The war *deserves* an awful lot of the blame. First the markets were suppressed in the run-up, due to uncertainty, high oil prices, and the prospect of higher taxes, then the markets are suppressed for the duration for all the same reasons. And suppressed worse, because “the duraton” is expected to be awfully long, now, and the uncertainty involves the question of whether this Iraq war will touch off a wider mideast war of indefinate duration.
What Julian said.
Also, regarding the early 70s, I don’t think that’s a comparable situation. The reason for the downturn then was primarily due to the fact that Nixon exercised enough control over the Fed to have them pump up the money supply shortly before his election. The immediate effect of the quadrupling of the money supply was that it stimulated a lagging economy enough to help him get re-elected, but shortly after his election, the resulting massive, double-digit inflation set in, and asset prices tanked. That’s what caused the economy to fail, and the price controls Nixon enacted to combat that inflation didn’t help. Of course, neither did the oil shock, but the primary reason for that recession was Nixon’s political compromising of Fed policy.
Byron:
Didn’t Nixon institute wage and price controls *before* the 1972 election? IIRC, it was the wage and price controls that brought about the formation of the US Libertarian Party, which ran its first Presidential candidate, John Hospers, in 1972.

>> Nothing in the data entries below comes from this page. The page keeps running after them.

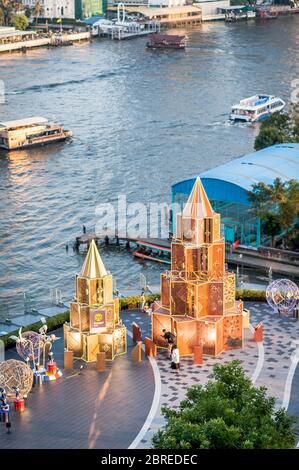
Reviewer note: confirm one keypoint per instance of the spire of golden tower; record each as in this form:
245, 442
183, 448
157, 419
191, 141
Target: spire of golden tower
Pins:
198, 205
93, 266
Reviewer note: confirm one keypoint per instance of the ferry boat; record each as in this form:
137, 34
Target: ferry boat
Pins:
29, 132
256, 108
166, 41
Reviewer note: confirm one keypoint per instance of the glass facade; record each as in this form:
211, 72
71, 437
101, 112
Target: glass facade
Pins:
88, 8
237, 220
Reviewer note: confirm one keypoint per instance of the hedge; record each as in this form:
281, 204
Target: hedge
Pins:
251, 295
126, 303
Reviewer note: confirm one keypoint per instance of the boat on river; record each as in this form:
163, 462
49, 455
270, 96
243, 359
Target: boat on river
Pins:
166, 41
30, 132
256, 108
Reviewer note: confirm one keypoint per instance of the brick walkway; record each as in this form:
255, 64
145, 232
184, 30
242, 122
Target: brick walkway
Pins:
273, 356
91, 410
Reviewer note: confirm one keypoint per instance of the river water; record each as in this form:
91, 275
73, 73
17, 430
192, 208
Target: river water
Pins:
142, 120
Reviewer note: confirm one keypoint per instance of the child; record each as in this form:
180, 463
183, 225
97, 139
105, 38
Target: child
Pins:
175, 358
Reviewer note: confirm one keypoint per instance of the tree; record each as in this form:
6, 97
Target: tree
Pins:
228, 412
277, 129
19, 22
276, 204
8, 8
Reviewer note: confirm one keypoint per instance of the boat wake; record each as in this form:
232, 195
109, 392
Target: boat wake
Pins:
51, 86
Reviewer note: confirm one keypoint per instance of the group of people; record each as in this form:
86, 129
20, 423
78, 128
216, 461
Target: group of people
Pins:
172, 349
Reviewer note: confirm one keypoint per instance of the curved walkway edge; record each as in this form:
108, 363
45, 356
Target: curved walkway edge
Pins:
155, 403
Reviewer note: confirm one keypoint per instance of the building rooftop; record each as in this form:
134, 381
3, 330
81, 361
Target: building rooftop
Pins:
5, 33
92, 20
151, 12
232, 180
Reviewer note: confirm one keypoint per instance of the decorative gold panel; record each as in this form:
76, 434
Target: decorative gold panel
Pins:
120, 340
106, 345
74, 315
82, 290
108, 289
165, 290
229, 290
75, 343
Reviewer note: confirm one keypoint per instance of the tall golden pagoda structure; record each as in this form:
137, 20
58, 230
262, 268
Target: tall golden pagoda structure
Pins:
94, 315
198, 295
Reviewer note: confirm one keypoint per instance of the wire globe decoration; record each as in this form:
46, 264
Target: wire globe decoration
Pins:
15, 374
282, 294
30, 346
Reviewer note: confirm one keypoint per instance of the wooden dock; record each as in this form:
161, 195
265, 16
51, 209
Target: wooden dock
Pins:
156, 243
243, 257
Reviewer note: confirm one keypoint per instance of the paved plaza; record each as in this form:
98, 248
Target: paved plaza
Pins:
120, 408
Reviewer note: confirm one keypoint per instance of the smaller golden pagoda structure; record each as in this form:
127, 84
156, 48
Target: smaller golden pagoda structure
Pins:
94, 315
198, 293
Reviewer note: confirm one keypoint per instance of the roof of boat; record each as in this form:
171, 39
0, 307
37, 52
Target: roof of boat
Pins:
255, 101
23, 122
166, 37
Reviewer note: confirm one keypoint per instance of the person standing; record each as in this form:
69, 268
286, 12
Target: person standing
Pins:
143, 301
170, 338
175, 358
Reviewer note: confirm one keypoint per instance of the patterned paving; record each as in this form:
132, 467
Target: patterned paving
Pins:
91, 410
85, 409
278, 336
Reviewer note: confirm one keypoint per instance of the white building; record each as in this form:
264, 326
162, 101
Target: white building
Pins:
166, 3
210, 8
54, 8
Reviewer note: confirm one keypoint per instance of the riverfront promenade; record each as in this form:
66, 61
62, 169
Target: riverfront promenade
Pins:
121, 408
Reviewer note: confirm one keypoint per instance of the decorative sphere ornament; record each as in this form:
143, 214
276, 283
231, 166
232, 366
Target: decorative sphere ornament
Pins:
30, 346
15, 375
282, 294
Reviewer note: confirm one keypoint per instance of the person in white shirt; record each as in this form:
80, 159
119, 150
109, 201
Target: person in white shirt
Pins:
175, 358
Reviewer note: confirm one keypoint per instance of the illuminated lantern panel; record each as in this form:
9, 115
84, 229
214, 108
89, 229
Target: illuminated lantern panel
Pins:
165, 290
211, 332
186, 332
17, 374
160, 322
94, 316
233, 331
200, 305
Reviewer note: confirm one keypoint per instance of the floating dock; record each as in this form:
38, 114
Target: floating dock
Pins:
160, 250
12, 40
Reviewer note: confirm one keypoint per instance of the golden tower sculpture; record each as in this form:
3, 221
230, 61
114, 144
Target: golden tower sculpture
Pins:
94, 315
198, 295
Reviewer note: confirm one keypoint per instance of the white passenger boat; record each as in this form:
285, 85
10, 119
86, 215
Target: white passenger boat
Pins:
29, 132
256, 108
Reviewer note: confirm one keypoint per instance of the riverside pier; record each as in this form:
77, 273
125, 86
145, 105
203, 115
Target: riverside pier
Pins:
13, 40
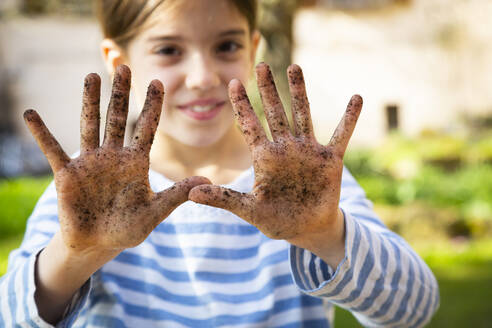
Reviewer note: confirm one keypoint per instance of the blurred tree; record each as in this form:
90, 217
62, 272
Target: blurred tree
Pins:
275, 19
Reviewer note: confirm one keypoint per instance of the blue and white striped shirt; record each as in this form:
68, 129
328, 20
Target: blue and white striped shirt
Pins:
205, 267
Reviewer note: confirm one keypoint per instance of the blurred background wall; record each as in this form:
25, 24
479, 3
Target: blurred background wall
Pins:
421, 64
422, 149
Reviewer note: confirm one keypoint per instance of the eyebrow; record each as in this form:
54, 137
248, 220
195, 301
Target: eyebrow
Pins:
231, 32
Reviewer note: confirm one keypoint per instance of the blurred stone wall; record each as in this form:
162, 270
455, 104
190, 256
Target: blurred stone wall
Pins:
429, 58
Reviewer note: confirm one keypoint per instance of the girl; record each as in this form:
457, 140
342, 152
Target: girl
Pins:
96, 251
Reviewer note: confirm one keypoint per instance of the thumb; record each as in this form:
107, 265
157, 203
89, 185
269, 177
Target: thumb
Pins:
239, 203
167, 200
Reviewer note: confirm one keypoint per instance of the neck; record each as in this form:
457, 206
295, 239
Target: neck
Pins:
221, 162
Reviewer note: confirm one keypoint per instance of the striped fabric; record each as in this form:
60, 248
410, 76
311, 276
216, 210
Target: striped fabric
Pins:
205, 267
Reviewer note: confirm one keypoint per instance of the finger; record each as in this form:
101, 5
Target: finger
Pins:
301, 115
272, 106
90, 117
167, 200
245, 115
149, 118
114, 133
236, 202
48, 144
339, 140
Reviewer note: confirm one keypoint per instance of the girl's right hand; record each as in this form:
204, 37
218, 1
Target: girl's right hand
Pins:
105, 203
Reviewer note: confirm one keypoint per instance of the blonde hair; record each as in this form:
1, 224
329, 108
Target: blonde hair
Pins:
122, 20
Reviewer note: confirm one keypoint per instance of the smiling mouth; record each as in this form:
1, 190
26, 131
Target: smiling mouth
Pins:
202, 112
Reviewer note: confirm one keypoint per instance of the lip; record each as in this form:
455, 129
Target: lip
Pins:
204, 116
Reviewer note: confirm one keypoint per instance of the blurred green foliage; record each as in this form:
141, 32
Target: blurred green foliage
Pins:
17, 199
434, 183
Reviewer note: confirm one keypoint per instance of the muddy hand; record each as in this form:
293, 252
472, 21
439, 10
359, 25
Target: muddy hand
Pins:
104, 198
297, 180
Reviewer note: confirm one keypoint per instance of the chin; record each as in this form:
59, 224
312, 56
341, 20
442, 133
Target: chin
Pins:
199, 140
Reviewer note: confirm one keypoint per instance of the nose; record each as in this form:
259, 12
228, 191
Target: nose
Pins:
202, 74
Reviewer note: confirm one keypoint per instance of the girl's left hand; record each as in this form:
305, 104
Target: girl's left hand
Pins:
297, 180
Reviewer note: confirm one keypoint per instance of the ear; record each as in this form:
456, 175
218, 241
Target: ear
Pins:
112, 55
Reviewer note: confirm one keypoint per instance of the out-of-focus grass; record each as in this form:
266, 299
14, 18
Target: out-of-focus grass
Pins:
6, 246
464, 274
463, 270
17, 199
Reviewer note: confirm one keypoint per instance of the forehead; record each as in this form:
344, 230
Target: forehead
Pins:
196, 18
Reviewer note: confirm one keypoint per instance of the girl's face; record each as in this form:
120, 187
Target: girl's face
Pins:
195, 48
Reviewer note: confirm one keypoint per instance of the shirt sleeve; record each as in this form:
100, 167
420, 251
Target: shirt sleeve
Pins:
17, 286
381, 280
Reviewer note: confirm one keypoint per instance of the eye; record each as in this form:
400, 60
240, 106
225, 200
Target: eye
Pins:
228, 47
169, 51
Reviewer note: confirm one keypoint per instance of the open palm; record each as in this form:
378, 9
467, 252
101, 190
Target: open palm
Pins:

You’re right, my bad. The correct order was the increasing of the money supply, then price controls, then the election, then the massive inflation. Anyway, my point is, that recession was caused primarily by the Fed drastically increasing the money supply at the behest of Nixon, leading to massive inflation which led to tanking asset prices. The recession would have occured anyway, the oil shock just added insult to an already grievous economic injury.
Your point is well-taken. We live in a credit economy and have been doing so since the end of the Great Depression. The cycles have repeatedly wiped the slate “clean” as successive waves of creditors in one form or another have taken hits. Typically, the losses have been spread about among populations who are powerless to resist, and/or absorbed by the tax codes. Nevertheless the bubble continues to grow.
When I use credit I am, in effect, creating money. I have received the good or service using money that I expect to receive in the future, money that does not yet exist. At the same moment, I have created the additional “money” that is raised in the form of interest promised. The transaction is recorded as “accounts receivable” and treated as cash. From that point on, this phantom value is based on nothing at all.
One of the reasons that businesses are salivating at the idea of going to China is that it represents the largest cash economy on the planet. Imagine what happens when we teach that population how to use credit! There is enough phantom value there to last for generations!
[Posted by mistake on the preceding thread. My apology. Webmaster please delete other post. Thanks and sorry for the trouble.]
The US Federal Reserve has a page showing the money supply by month since January 1959:
http://www.federalreserve.gov/releases/H6/hist/h6hist1.txt
During 1972 the money supply increased by 14.2%, which is a lot but certainly not quadruple.
Some more recent increases for comparison:
During the entire Clinton presidency the money supply grew by 91.4%, and during the Bush presidency so far the money supply has grown by 6.8%.
Oops, the Bush increase should have been 18.8%.